By Charles Rammelkamp
“In those years I still believed in magic,” the schoolgirl narrator of the story “Bulldog” tells us after she has been informed by the boys in the schoolyard “no girls allowed” when she tries to participate in a game of handball. That night she dreams about her transformative powers. The stories in Nicole Rivas’ collection, A Bright and Pleading Dagger, winner of the 2018 Rose Metal Press flash fiction chapbook contest, brim with magic as young women cope with their powerlessness in the face of the abracadabra of love and ambition. So often, the magic lies in the contradictory pull of toughness and tenderness, as if the collision of the opposites creates a spell all its own. Emblematic of these opposing impulses is the image that concludes the story, “The Butcher,” in which the girl protagonist takes on her father’s butcher job. She routinely brings scraps of meat to the feral cats in her neighborhood. “…the cats slip and turn around her calves like warm and eager lovers, ready to strip the butcher of everything she has to offer them.” There is so much violence implicit in this image, yet so much affection.

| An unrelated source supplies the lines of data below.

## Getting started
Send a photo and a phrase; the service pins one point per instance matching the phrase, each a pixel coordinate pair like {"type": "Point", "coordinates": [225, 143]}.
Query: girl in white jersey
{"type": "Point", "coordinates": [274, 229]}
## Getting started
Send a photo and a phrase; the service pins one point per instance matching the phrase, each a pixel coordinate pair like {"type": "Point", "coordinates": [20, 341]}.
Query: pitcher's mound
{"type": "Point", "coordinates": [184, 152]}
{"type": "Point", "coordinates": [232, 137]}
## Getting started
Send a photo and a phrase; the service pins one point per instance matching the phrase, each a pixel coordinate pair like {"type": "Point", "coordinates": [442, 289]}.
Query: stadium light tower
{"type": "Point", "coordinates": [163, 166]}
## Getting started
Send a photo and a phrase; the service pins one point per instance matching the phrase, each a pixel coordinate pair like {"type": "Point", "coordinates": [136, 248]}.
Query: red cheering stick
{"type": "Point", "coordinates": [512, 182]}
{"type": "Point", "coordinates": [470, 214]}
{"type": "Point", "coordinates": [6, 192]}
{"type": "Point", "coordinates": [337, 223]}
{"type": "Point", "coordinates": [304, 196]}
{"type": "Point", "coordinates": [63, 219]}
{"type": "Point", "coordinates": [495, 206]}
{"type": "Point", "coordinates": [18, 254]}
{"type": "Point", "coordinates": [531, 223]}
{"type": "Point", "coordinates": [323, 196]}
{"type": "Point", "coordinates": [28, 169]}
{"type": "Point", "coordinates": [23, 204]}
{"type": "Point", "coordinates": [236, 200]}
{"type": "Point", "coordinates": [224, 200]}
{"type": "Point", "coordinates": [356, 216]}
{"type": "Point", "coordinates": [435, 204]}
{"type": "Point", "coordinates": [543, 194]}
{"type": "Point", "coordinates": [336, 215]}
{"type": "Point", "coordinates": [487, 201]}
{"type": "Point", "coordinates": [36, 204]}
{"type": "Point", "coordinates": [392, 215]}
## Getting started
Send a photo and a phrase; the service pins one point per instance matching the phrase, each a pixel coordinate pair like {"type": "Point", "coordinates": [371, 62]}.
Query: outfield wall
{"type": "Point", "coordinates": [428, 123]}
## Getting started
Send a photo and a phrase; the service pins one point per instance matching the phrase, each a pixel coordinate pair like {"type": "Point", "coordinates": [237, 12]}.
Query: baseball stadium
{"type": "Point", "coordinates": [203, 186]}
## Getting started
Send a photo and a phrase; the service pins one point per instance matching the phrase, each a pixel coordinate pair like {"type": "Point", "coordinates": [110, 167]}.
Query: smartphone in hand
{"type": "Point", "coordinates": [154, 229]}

Or again, take the conclusion of the story, “The Comedienne” (note that Rivas uses the obsolete term to identify a female comic), a story in which a young woman is effectively ostracized from a party after she makes a crude joke; she accidentally breaks her mimosa glass on the handrail going out, getting shards of glass stuck in her palm. Rivas writes about the pieces of glass that Sam, the protagonist, has removed from her hand, “If she arranged them one way, they looked like a dagger. If she arranged them another way, they looked like a halo.” Murderer or angel, sinner or saint?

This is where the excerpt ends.